2.1.4 La requérante a argumenté que les données du Tableau 2 de D16 et du Tableau 1 de D17 démontraient que les paramètres de surface spécifique BET et d'absorption DBP étaient intrinsèquement liés pour un même "type" de particule et pour une taille de particule donnée. Elle en a ainsi conclu qu'il suffisait d'augmenter légèrement l'absorption DBP des noirs de carbone de l'exemple 4 de D7 pour obtenir une composition antistatique qui anticiperait l'objet de la revendication 11.

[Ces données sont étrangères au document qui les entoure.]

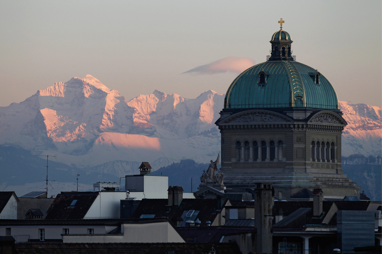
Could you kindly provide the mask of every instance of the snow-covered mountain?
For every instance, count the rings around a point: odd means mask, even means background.
[[[340,101],[343,117],[348,122],[342,133],[342,155],[359,153],[380,156],[382,145],[382,107]]]
[[[100,171],[117,164],[118,176],[136,172],[137,161],[208,162],[220,150],[214,123],[223,100],[211,90],[194,99],[155,90],[127,102],[90,75],[74,77],[0,107],[0,144]]]
[[[90,75],[74,77],[0,107],[0,144],[118,177],[142,161],[154,169],[183,159],[206,163],[220,150],[214,123],[223,101],[211,90],[193,99],[155,90],[127,101]],[[343,155],[380,155],[381,107],[340,105],[348,123]]]

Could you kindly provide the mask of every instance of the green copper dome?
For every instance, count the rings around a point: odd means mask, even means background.
[[[225,109],[284,107],[338,110],[338,99],[329,81],[312,68],[269,61],[238,76],[224,100]]]
[[[277,31],[274,34],[272,35],[272,38],[270,39],[271,42],[280,41],[293,41],[291,40],[289,34],[282,29],[280,29],[280,31]]]

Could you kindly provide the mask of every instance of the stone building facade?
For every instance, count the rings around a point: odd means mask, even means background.
[[[221,171],[227,188],[273,184],[288,200],[304,188],[325,197],[359,196],[341,168],[347,125],[335,92],[317,70],[295,61],[282,29],[267,61],[239,75],[228,89],[216,121],[222,134]]]

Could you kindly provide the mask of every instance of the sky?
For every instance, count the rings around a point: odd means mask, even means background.
[[[381,10],[380,0],[0,0],[0,106],[87,74],[128,100],[155,89],[225,93],[265,61],[280,18],[297,61],[339,100],[380,106]]]

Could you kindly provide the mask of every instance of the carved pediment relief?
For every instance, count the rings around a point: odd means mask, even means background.
[[[274,114],[265,112],[253,112],[239,116],[228,121],[230,123],[257,124],[285,123],[290,121]]]
[[[332,113],[321,113],[314,116],[310,120],[309,123],[312,123],[329,124],[333,125],[346,125],[347,124],[346,121],[341,119],[340,117]]]

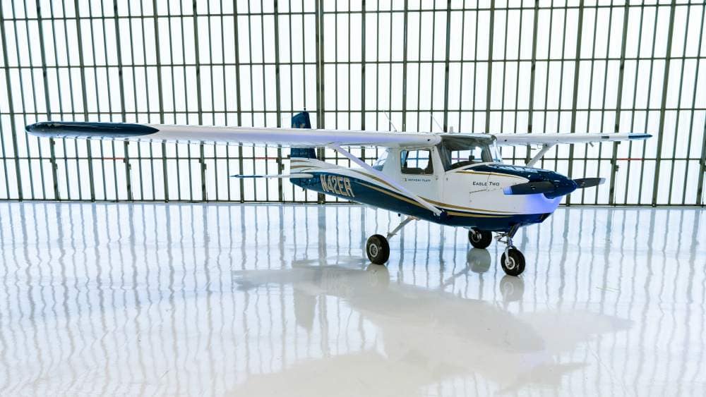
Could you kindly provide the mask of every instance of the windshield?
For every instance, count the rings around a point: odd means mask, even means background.
[[[495,142],[487,138],[444,137],[439,153],[446,171],[479,163],[502,161]]]

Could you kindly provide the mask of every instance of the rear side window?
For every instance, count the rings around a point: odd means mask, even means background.
[[[431,150],[402,150],[400,161],[402,173],[429,175],[434,172]]]

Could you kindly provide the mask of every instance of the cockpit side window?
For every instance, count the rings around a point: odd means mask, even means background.
[[[467,150],[451,150],[450,154],[451,161],[449,169],[493,161],[492,159],[484,159],[483,148],[480,147],[472,147]],[[485,156],[485,157],[488,158],[488,156]]]
[[[378,159],[373,163],[373,168],[378,171],[383,171],[383,167],[385,166],[385,161],[388,160],[388,155],[390,154],[390,149],[388,149],[385,152],[383,152]]]
[[[430,175],[434,173],[431,150],[402,150],[400,152],[402,173]]]
[[[466,137],[445,138],[439,152],[446,171],[477,164],[499,161],[493,142]]]

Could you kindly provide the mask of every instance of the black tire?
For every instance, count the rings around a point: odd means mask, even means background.
[[[468,241],[474,248],[484,250],[493,242],[493,233],[485,230],[469,230]]]
[[[505,263],[505,259],[508,259]],[[500,265],[503,267],[508,276],[519,276],[525,271],[525,255],[517,248],[508,250],[508,257],[505,258],[505,253],[500,257]]]
[[[388,244],[388,239],[379,234],[371,236],[365,245],[365,253],[370,262],[375,264],[385,264],[390,259],[390,245]]]

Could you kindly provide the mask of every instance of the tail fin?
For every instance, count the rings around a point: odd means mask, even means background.
[[[292,128],[311,129],[311,120],[306,111],[298,113],[292,118]],[[316,159],[316,149],[313,147],[292,147],[289,154],[290,158]]]

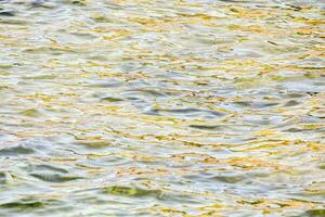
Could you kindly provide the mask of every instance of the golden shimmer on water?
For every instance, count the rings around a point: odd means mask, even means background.
[[[0,0],[0,216],[324,216],[324,9]]]

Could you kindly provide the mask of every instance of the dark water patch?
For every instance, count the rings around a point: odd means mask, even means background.
[[[284,107],[290,107],[290,106],[296,106],[296,105],[299,105],[300,103],[296,100],[290,100],[288,102],[286,102],[283,106]]]
[[[14,16],[15,12],[14,11],[1,11],[0,10],[0,16]]]
[[[34,153],[35,153],[34,149],[24,145],[3,148],[0,150],[0,156],[18,156],[18,155],[27,155]]]
[[[51,165],[46,165],[46,164],[40,164],[40,165],[35,165],[32,166],[32,170],[36,171],[56,171],[56,173],[62,173],[62,174],[68,174],[68,170]]]
[[[181,115],[181,116],[192,116],[197,117],[199,115],[205,115],[206,117],[223,117],[225,113],[216,112],[216,111],[207,111],[207,110],[198,110],[198,108],[176,108],[176,110],[152,110],[153,113],[158,114],[170,114],[170,115]]]
[[[246,177],[240,175],[217,175],[213,179],[225,183],[237,183],[244,181]]]
[[[75,144],[87,146],[89,149],[104,149],[113,146],[113,144],[109,142],[76,142]]]
[[[39,201],[36,199],[26,197],[26,199],[21,199],[17,201],[0,204],[0,208],[14,209],[17,212],[28,212],[28,210],[41,209],[54,203],[57,203],[57,201],[55,200]]]
[[[36,108],[25,110],[25,111],[21,112],[20,114],[24,115],[24,116],[28,116],[28,117],[39,117],[39,116],[41,116],[41,113]]]
[[[147,190],[138,187],[123,187],[123,186],[107,187],[104,188],[103,191],[104,193],[107,194],[115,194],[121,196],[135,196],[135,197],[154,196],[158,199],[162,195],[162,191],[160,190]]]
[[[324,208],[309,209],[302,216],[307,216],[307,217],[324,217],[325,216],[325,209]]]
[[[154,89],[134,89],[126,91],[127,95],[138,95],[138,97],[166,97],[167,94],[161,90],[154,90]]]
[[[219,125],[190,125],[188,127],[202,130],[222,130],[224,126]]]
[[[0,184],[4,184],[6,182],[6,176],[4,173],[0,171]]]
[[[50,174],[50,173],[43,173],[43,174],[30,174],[30,176],[42,180],[47,182],[53,182],[53,183],[62,183],[67,181],[74,181],[77,179],[82,179],[82,177],[76,177],[76,176],[66,176],[61,174]]]
[[[101,101],[106,101],[106,102],[122,102],[123,100],[120,98],[113,98],[113,97],[105,97],[102,98]]]

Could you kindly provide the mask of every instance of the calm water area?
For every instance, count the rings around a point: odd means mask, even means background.
[[[324,0],[0,0],[1,217],[324,217]]]

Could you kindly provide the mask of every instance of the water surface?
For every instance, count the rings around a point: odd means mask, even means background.
[[[324,216],[324,9],[1,0],[0,216]]]

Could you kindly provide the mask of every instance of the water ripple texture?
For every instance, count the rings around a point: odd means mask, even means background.
[[[0,0],[0,216],[325,216],[323,0]]]

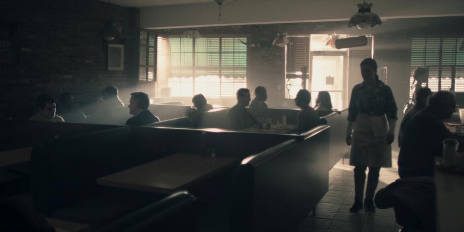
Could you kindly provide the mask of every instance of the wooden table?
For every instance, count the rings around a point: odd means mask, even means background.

Concernant la taille de particules, la chambre note cependant que D7 ne contient pas d'enseignement précis concernant une relation quelconque entre la taille des particules de noir de carbone et le paramètre d'absorption DBP: D7 indique uniquement que l'un des noirs de carbone doit avoir une taille de particules de 15 à 25 nm et l'autre une taille de particules de 35 à 300 nm (voir par exemple la revendication 1 de D7). Le Tableau 1 de D7 montre alors que pour ces domaines de taille de particules, le paramètre de surface spécifique BET peut varier et être (noirs de carbone #1, #2, #3 et #5) ou non (noirs de carbone #4 et #7) dans le domaine défini dans la revendication 11 de la requête principale. Ainsi, l'argumentation de la requérante ne pourrait être concluante que si l'homme du métier aurait envisagé d'augmenter les valeurs d'absorption DBP des noirs de carbone #1 et #2 de D7 mais en prenant garde ce faisant à maintenir le paramètre de surface spécifique BET à une valeur comprise entre 5 et 200 m**(2)/g. D7 ne contient cependant aucune indication en ce sens. Il semble utile de préciser à ce niveau que les paramètres de surface spécifique BET et d'absorption DBP sont connus dans l'art pour quantifier la surface réelle totale et la porosité de particules, respectivement. Les revendications du brevet attaqué définissent donc des noirs de carbone spécifiques ayant une structure et une porosité déterminées. La conclusion tirée précédemment par la chambre revient donc à considérer que D7 ne divulgue pas de façon directe et non équivoque de noirs de carbone présentant la structure particulière définie dans les revendications de la requête principale.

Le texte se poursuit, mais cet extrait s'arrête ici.